If you think a simple shot that in the worst case has you feeling kind of off for a few days is comparable to ... taking off your skin, then frankly you are a lunatic.

It's also not as much about my risk if I were to get infected, but me transmitting it to somebody else.

Like say my grandma. She's vaccinated, but she's also 80. In that age group, vaccines might not be enough. Look at Colin Powell. Vaccinated twice, still dead from Covid.

I'm tired of inconsiderate assholes making up elaborate excuses to continue being a risk to everyone cause they don't want the inconvenience of a needle

We shouldn’t ask others about their private medical information.
That's not how it works.

Your medical record is private, but if a job has a requirement they can ask for proof of vaccine. It is up to you to provide it, and it is up to them to how to interpret it if you don't provide and how to handle it.

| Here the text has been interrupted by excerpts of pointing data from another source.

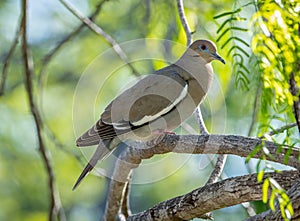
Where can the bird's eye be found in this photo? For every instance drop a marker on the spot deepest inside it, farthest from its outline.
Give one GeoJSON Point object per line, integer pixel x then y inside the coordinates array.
{"type": "Point", "coordinates": [203, 47]}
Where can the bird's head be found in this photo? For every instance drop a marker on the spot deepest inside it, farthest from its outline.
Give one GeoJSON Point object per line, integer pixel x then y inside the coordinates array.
{"type": "Point", "coordinates": [206, 50]}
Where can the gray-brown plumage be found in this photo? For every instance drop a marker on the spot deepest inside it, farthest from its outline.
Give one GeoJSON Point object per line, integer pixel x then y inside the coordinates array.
{"type": "Point", "coordinates": [159, 102]}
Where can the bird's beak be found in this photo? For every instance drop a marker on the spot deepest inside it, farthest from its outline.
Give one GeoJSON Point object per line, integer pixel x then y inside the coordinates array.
{"type": "Point", "coordinates": [218, 57]}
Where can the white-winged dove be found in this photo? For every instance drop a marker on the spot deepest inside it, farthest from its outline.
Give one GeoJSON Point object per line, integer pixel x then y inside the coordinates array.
{"type": "Point", "coordinates": [158, 103]}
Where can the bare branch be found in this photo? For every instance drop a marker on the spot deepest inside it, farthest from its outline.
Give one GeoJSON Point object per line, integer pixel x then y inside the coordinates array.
{"type": "Point", "coordinates": [225, 193]}
{"type": "Point", "coordinates": [279, 130]}
{"type": "Point", "coordinates": [295, 92]}
{"type": "Point", "coordinates": [216, 173]}
{"type": "Point", "coordinates": [55, 203]}
{"type": "Point", "coordinates": [98, 30]}
{"type": "Point", "coordinates": [7, 60]}
{"type": "Point", "coordinates": [203, 144]}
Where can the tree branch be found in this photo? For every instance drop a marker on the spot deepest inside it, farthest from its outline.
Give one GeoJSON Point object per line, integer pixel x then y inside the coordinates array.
{"type": "Point", "coordinates": [98, 30]}
{"type": "Point", "coordinates": [184, 22]}
{"type": "Point", "coordinates": [55, 203]}
{"type": "Point", "coordinates": [279, 130]}
{"type": "Point", "coordinates": [216, 173]}
{"type": "Point", "coordinates": [211, 197]}
{"type": "Point", "coordinates": [7, 60]}
{"type": "Point", "coordinates": [203, 144]}
{"type": "Point", "coordinates": [295, 92]}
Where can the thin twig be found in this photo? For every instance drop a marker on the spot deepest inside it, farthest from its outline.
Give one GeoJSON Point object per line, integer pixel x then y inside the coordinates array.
{"type": "Point", "coordinates": [98, 30]}
{"type": "Point", "coordinates": [125, 209]}
{"type": "Point", "coordinates": [295, 92]}
{"type": "Point", "coordinates": [279, 130]}
{"type": "Point", "coordinates": [184, 22]}
{"type": "Point", "coordinates": [214, 176]}
{"type": "Point", "coordinates": [202, 127]}
{"type": "Point", "coordinates": [55, 204]}
{"type": "Point", "coordinates": [256, 105]}
{"type": "Point", "coordinates": [7, 60]}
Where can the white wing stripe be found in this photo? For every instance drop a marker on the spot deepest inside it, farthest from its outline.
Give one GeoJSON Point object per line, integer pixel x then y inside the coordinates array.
{"type": "Point", "coordinates": [147, 118]}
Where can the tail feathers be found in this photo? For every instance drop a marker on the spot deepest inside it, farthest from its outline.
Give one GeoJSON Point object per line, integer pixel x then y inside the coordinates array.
{"type": "Point", "coordinates": [101, 152]}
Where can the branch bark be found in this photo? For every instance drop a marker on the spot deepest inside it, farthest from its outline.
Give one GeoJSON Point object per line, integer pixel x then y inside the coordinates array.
{"type": "Point", "coordinates": [203, 144]}
{"type": "Point", "coordinates": [294, 195]}
{"type": "Point", "coordinates": [225, 193]}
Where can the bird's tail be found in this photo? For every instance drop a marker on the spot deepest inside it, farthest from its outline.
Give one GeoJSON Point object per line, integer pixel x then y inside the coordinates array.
{"type": "Point", "coordinates": [101, 152]}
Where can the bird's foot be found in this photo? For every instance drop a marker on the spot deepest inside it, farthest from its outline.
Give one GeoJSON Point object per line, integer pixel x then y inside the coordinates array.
{"type": "Point", "coordinates": [159, 136]}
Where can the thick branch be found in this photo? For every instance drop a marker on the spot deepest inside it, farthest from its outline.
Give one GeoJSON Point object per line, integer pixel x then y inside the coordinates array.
{"type": "Point", "coordinates": [203, 144]}
{"type": "Point", "coordinates": [225, 193]}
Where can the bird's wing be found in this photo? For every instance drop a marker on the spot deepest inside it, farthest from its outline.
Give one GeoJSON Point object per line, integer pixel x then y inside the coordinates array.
{"type": "Point", "coordinates": [150, 98]}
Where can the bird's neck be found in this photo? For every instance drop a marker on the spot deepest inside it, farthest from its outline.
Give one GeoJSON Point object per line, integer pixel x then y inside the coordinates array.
{"type": "Point", "coordinates": [194, 66]}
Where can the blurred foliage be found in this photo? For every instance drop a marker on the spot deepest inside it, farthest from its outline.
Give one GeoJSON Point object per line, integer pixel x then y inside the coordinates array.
{"type": "Point", "coordinates": [260, 40]}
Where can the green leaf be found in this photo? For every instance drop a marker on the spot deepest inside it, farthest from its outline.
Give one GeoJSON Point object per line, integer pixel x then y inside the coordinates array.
{"type": "Point", "coordinates": [260, 176]}
{"type": "Point", "coordinates": [272, 201]}
{"type": "Point", "coordinates": [265, 189]}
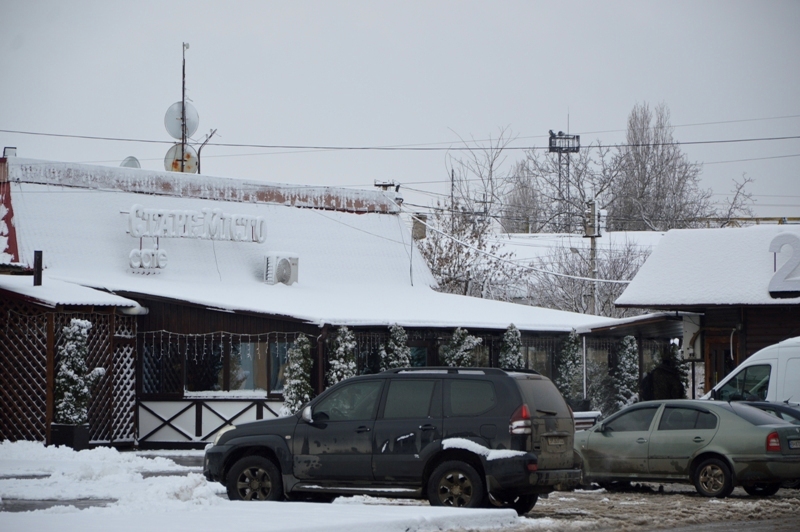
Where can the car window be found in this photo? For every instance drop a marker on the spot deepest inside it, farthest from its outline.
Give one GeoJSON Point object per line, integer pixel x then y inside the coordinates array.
{"type": "Point", "coordinates": [752, 414]}
{"type": "Point", "coordinates": [351, 402]}
{"type": "Point", "coordinates": [471, 397]}
{"type": "Point", "coordinates": [676, 418]}
{"type": "Point", "coordinates": [633, 420]}
{"type": "Point", "coordinates": [409, 399]}
{"type": "Point", "coordinates": [543, 397]}
{"type": "Point", "coordinates": [750, 384]}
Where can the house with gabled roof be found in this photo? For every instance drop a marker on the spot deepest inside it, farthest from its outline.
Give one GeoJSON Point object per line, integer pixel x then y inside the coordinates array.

For example even before the pandemic it was a job requirement of you were in a medical field.

That's fine but I didn't have to show my vaccination record to my current employer. I literally sit at home and stare at a computer screen all day. That's different than a nurse at a hospital.

My sister works at Pfizer in clinical trials, her last day is next week. She literally had to submit negative test results every week since around May. She works remotely, doesn't live in the same state as Pfizer headquarters and sits in front of a computer all day. Tell me how that makes sense?

Just get the vaccine and go about life. If you're still worried, you're welcome to stay at home and play video games.
You should not trust even paper certs. At least in Russia, too many of them are bought by anti-vaxxers. I.e., some doctors responsible for vaccination, given some extra money, do everything they need to do, except the actual injection.

P.S. My re-vaccination attempt failed on October 22nd. 270 people in the queue before me, some are sneezing, no social distancing at all, so I decided not to risk. I still have a valid certificate from March 18th.

It's irrelevant whether other people have been vaccinated or not, for a vaccine that works. The claims to the contrary are all extremely weak that look strongly like working backwards from the desired conclusion (collective action) to something that sounds vaguely scientific (the passes).

The system therefore has no legitimacy and opposing it is ethically correct.